Correlation Between SentinelOne and AES
Can any of the company-specific risk be diversified away by investing in both SentinelOne and AES at the same time? Although using a correlation coefficient on its own may not help to predict future stock returns, this module helps to understand the diversifiable risk of combining SentinelOne and AES into the same portfolio, which is an essential part of the fundamental portfolio management process.
By analyzing existing cross correlation between SentinelOne and The AES, you can compare the effects of market volatilities on SentinelOne and AES and check how they will diversify away market risk if combined in the same portfolio for a given time horizon. You can also utilize pair trading strategies of matching a long position in SentinelOne with a short position of AES. Check out your portfolio center. Please also check ongoing floating volatility patterns of SentinelOne and AES.

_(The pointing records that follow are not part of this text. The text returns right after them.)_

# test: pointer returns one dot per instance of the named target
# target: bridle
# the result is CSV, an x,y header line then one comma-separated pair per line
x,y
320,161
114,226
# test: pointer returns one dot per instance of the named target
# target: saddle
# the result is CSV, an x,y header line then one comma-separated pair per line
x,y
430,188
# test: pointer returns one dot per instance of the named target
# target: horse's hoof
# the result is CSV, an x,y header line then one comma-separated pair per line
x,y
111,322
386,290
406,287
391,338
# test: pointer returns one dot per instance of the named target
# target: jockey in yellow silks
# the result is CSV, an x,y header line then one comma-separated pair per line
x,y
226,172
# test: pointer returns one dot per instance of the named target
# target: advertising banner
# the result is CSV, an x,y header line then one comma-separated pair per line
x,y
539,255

Diversification Opportunities for SentinelOne and AES
-0.68 | Correlation Coefficient |
Excellent diversification
The 3 months correlation between SentinelOne and AES is -0.68. Overlapping area represents the amount of risk that can be diversified away by holding SentinelOne and The AES in the same portfolio, assuming nothing else is changed. The correlation between historical prices or returns on AES and SentinelOne is a relative statistical measure of the degree to which these equity instruments tend to move together. The correlation coefficient measures the extent to which returns on SentinelOne are associated (or correlated) with AES. Values of the correlation coefficient range from -1 to +1, where. The correlation of zero (0) is possible when the price movement of AES has no effect on the direction of SentinelOne i.e., SentinelOne and AES go up and down completely randomly.

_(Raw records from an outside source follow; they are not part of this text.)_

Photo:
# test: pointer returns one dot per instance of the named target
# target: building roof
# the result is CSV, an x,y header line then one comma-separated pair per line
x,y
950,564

Pair Corralation between SentinelOne and AES
Taking into account the 90-day investment horizon SentinelOne is expected to generate 1.32 times more return on investment than AES. However, SentinelOne is 1.32 times more volatile than The AES. It trades about 0.07 of its potential returns per unit of risk. The AES is currently generating about -0.03 per unit of risk. If you would invest 1,492 in SentinelOne on August 31, 2024 and sell it today you would earn a total of 1,303 from holding SentinelOne or generate 87.33% return on investment over 90 days.

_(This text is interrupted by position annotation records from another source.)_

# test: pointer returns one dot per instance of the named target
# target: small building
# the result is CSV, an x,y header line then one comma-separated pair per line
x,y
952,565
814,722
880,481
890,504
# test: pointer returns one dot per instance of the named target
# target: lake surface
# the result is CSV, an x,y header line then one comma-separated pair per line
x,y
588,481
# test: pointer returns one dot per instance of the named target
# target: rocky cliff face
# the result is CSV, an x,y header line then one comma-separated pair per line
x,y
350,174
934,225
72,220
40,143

Time Period | 3 Months [change] |
Direction | Moves Against |
Strength | Weak |
Accuracy | 98.16% |
Values | Daily Returns |
SentinelOne vs. The AES
Performance |
Timeline |
SentinelOne |
AES |
SentinelOne and AES Volatility Contrast
Predicted Return Density |
Returns |
Pair Trading with SentinelOne and AES
The main advantage of trading using opposite SentinelOne and AES positions is that it hedges away some unsystematic risk. Because of two separate transactions, even if SentinelOne position performs unexpectedly, AES can make up some of the losses. Pair trading also minimizes risk from directional movements in the market. For example, if an entire industry or sector drops because of unexpected headlines, the short position in AES will offset losses from the drop in AES's long position.SentinelOne vs. Crowdstrike Holdings | SentinelOne vs. Okta Inc | SentinelOne vs. Cloudflare | SentinelOne vs. MongoDB |
AES vs. SIVERS SEMICONDUCTORS AB | AES vs. Darden Restaurants | AES vs. Reliance Steel Aluminum | AES vs. Q2M Managementberatung AG |
Check out your portfolio center.Note that this page's information should be used as a complementary analysis to find the right mix of equity instruments to add to your existing portfolios or create a brand new portfolio. You can also try the Portfolio Manager module to state of the art Portfolio Manager to monitor and improve performance of your invested capital.